Due the scandal surrounding the country’s second largest bank, ABLV, which was caught transferring billions of dollars from Russia and former Soviet states into offshore accounts, Latvia risks being blacklisted by the FATF, observed the US ambassador to the country, Andris Teikmanis.

This blacklist includes governments that tolerate significant infringements with respect to the legalization of illicit funds. If the country does end up being blacklisted, Latvian residents will face payment problems around the world, Teikmanis warned.

“The fact that your credit card is not accepted in Germany will be the least of your worries,” the ambassador said in an interview on Latvian TV.

The problems will be faced not just by physical entities, but by the entire economy. “Our exports will decline, because the transactions to pay for shipments will become difficult. This will affect our economy extremely severely,” Teikmanis said.

Moneyval, the Council of Europe’s committee of experts on anti-money laundering measures, has given Latvia half a year to bring an end to the shady operations and “set the financial sector strait”.

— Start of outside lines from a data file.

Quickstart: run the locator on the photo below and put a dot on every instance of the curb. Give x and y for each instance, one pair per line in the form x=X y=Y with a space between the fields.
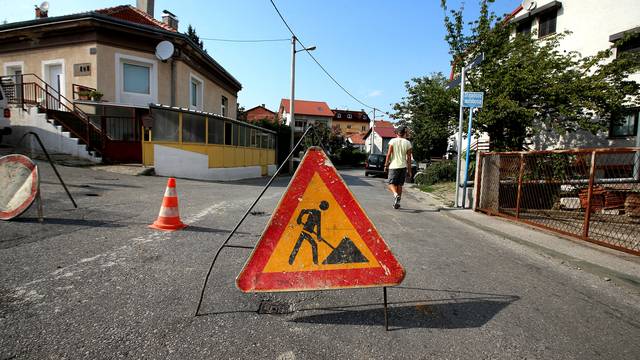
x=628 y=280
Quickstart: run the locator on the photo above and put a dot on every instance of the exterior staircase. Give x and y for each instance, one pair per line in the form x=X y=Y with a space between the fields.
x=52 y=112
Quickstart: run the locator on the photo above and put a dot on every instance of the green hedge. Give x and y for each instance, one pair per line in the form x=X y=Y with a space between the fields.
x=443 y=171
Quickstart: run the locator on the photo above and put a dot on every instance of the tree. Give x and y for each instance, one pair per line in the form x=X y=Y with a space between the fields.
x=191 y=33
x=430 y=109
x=530 y=85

In the third quarter, the country will be visited by a delegation from Moneyval, which will assess the progress in conjunction with the Financial Action Task Force (FATF). If it is found to be inadequate, Latvia will officially be given the status of “gray zone” at a plenary FATF session in February 2020.

Unfortunately, it is unlikely that Latvia will be able to meet all the demands in time, laments Ilze Znotina, head of the Latvian Control Service for Combating the Legalization of Illicit Proceeds.

“We are far from being able to say yes. Unfortunately, at present it’s fifty-fifty,” she said: the situation is made more complicated by political uncertainty, and foreign partners are concerned by delays in the formation of the new government and its lack of clear priorities.

The scandal surrounding ABLV emerged in February, when the US Financial Crimes Enforcement Network announced that the bank had been involved in operations to launder money from Russia, Ukraine and Azerbaijan.

The bank was accused of “transferring through fictitious companies billions of dollars acquired through corruption and the seizure of assets” and of money-laundering becoming the basis of its business.

For more than two decades, Latvian banks have been the bridgehead for capital movement from former Soviet states into the EU, but the largest growth in the number of Russian clients took place at the start of the 2010s, explains the director of Infinity Group’s international tax planning department.

The first wave was when Latvia started issuing residence permits in connection with its investment program, and the second was after the banking crisis in Cyprus in 2013.

As a result, by the start of 2016, a country with a population six times smaller than Moscow’s and a 0.03% share of the world’s GDP conducted 1% of all dollar transactions in the world.